The first thing to know is that there are just to basic silhouettes. One fits into an inverted triangle, that is, one with its apex down. That is the one that we have had for the last four years. Our skirts are narrow, with little of interest about them. The interest is centered above the waistline. Big sleeves, high necklines, collars and scarves and bows and big buttons keep it there. The second silhouette fits into a triangle standing on its base. Skits are wide with lots of pleats and gathers and gores and borders, bodices are simple with low necklines, often collarless.
Now we are in a transition period, tending toward the silhouette wide at the bottom. How do we know? Because-and this is the second thing to remember-changes occur first in evening fashions, and our evening fashions indicate this change, plainly, to the open-eyed.
If you've been watching you've noticed that many evening necklines are lower. There are even decolletages cut into deep squares and V's back and front. And necklines that are cut straight across, camisole fashion, and held up by straps. You've also noticed the width of evening skirts. They swoop out into great circles with ruffles and pleatings at the hemline and, most significant of all, some are uneven and curve up in front.
We've now gotten to the point where even daytime skirts are coming under influence. The ones that are straight and slim have slits at the sides or scalloped edges or borders of shirring, cording, pleating, fringing, tucking. But these newest ones of all are the wide ones.

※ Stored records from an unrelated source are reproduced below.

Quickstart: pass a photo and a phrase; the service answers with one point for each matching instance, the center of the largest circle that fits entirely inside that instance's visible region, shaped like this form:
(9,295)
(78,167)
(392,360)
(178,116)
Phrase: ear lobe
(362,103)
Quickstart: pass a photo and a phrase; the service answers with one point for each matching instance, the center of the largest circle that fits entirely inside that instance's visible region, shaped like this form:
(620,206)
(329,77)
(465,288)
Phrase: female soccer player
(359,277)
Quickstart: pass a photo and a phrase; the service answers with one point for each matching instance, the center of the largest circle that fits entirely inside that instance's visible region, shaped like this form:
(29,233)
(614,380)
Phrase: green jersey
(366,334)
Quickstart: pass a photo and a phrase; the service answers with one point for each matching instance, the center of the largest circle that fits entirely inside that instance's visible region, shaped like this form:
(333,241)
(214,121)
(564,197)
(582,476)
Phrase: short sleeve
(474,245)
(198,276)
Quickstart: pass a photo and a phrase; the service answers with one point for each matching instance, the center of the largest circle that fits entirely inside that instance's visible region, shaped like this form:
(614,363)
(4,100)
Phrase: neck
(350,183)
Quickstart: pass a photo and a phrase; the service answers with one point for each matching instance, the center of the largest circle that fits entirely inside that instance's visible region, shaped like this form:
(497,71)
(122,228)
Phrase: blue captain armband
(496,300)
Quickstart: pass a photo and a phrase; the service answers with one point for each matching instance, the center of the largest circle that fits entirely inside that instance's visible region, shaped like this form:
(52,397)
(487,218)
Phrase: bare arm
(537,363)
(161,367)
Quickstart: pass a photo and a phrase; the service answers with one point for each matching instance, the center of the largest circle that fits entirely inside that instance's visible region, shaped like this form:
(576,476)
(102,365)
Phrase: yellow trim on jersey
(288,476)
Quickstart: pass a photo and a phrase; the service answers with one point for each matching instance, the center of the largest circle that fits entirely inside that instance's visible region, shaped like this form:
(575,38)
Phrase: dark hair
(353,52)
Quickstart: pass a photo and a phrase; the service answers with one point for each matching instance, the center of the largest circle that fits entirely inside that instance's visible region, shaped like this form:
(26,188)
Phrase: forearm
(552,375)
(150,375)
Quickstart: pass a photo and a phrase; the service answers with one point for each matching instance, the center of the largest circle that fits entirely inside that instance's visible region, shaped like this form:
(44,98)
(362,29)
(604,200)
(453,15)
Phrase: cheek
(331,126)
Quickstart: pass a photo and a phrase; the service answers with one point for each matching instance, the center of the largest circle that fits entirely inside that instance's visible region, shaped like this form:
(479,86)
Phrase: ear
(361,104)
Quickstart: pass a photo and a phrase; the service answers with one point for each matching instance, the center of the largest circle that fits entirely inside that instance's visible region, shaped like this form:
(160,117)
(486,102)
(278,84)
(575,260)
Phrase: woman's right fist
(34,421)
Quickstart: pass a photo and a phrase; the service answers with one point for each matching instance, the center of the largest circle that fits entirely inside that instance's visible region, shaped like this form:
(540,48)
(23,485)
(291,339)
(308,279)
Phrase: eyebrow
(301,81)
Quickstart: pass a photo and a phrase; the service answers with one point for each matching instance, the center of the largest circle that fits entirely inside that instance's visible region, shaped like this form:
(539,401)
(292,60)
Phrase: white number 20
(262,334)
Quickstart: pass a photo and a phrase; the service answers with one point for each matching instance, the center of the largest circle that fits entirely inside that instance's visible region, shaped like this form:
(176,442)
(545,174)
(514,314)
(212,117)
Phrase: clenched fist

We need not view with alarm this coming change in fashions. It will not go to ungainly extremes. Knees will not come out in the open. Waistlines are very, very, slightly below normal. This is a young silhouette, and free and gay and comfortable one. With it, we will want to have a clean, freshly scrubbed look. Cut off your tight little curls and wear your hair free and short with a natural (or near natural as possible) wave."